An RBC Capital Markets analyst lowered his rating Tuesday on insurance conglomerate Aon Corp., saying earnings growth from its planned acquisition of human resources specialist Hewitt Associates for $4.9 billion is far off.
Analyst Mark Dwelle cut Aon to “sector perform” from “outperform,” trimmed earnings per share estimates 2010 and 2011 and reduced the price target on shares by 13 percent, to $40.
That still implies gains of more than 12 percent from Monday’s closing price. Aon shares fell $2.72, or 7.1 percent, to $35.62, Monday after the company said it would buy Hewitt in a cash-and-stock deal that will nearly triple the size of its consulting business.
Aon will pay $50 per Hewitt share, a 41 percent premium over Hewitt’s closing price Friday of $35.40.
Aon said it expects the deal to save $355 million annually beginning in 2013, primarily from reducing back-office operations, management overlap and public company costs and getting more from technology platforms.
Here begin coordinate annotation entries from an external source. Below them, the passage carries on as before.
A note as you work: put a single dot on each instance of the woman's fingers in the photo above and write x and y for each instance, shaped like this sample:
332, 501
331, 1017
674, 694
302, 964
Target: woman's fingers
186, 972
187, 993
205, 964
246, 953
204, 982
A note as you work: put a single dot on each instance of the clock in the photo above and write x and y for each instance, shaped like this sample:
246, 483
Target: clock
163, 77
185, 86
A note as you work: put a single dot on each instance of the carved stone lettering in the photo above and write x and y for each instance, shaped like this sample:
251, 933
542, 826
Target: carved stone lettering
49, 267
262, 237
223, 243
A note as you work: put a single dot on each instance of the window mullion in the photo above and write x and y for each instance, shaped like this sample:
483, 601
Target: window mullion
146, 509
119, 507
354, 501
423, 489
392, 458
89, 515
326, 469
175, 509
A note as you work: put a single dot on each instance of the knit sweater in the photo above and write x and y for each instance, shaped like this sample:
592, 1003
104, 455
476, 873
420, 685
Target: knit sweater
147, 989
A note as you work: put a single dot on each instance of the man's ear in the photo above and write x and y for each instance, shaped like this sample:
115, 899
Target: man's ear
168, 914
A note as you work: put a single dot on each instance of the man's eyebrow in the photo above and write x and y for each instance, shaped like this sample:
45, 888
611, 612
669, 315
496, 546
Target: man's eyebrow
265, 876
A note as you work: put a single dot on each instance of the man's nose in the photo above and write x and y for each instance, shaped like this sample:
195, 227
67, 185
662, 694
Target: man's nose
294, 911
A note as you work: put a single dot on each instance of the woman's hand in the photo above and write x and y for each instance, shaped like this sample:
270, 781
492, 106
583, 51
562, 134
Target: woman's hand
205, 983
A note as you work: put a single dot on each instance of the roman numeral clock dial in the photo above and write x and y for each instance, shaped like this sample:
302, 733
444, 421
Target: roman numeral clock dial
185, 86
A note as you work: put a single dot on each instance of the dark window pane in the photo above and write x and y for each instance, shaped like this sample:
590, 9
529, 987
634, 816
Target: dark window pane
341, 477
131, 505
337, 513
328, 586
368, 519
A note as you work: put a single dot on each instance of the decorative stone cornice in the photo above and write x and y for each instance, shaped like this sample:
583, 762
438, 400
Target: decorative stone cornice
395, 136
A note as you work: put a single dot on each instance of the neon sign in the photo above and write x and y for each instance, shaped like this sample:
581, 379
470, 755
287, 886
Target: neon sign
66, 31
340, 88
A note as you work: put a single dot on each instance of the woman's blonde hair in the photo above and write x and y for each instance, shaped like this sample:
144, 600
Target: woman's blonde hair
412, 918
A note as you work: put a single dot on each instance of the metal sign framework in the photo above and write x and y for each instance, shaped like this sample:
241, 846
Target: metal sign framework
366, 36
It said the deal will help earnings in 2011 and 2012.
But Dwelle said he expects earnings per share of $3.48 in 2011, down from a previous estimate of $3.62, because of stock dilution and the likely elimination of Aon’s stock buyback program.
Analysts polled by Thomson Reuters expect earnings per share of $3.58 in 2011.
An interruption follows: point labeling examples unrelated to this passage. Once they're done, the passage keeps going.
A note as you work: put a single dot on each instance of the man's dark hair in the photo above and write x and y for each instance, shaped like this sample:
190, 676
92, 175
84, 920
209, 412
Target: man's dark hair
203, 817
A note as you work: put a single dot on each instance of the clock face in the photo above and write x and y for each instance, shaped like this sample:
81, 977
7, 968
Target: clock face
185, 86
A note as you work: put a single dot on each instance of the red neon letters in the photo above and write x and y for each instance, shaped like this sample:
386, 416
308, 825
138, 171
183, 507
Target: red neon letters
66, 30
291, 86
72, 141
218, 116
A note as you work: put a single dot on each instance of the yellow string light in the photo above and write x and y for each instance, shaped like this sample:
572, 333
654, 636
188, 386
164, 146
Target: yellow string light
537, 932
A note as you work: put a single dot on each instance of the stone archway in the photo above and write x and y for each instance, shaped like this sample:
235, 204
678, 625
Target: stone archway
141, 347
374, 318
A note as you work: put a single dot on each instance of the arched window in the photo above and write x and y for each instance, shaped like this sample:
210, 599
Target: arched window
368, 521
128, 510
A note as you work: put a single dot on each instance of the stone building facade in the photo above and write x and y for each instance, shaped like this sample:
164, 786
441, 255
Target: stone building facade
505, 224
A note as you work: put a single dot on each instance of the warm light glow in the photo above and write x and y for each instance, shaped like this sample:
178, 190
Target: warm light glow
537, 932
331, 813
Still, Dwelle said Aon management has historically done a good job with integrating acquisitions and cutting costs, and the deal could “serve investors well” by late 2011 or 2012.
He noted that purchasing Hewitt will make Aon a more “cyclical” business, or one whose revenue tends to track closely with upswings and downswings in the economy. If the economy weakened again, leading companies to curb spending on consulting, that could delay Aon’s goal of a 20 percent operating margin for the consulting unit, said Dwelle.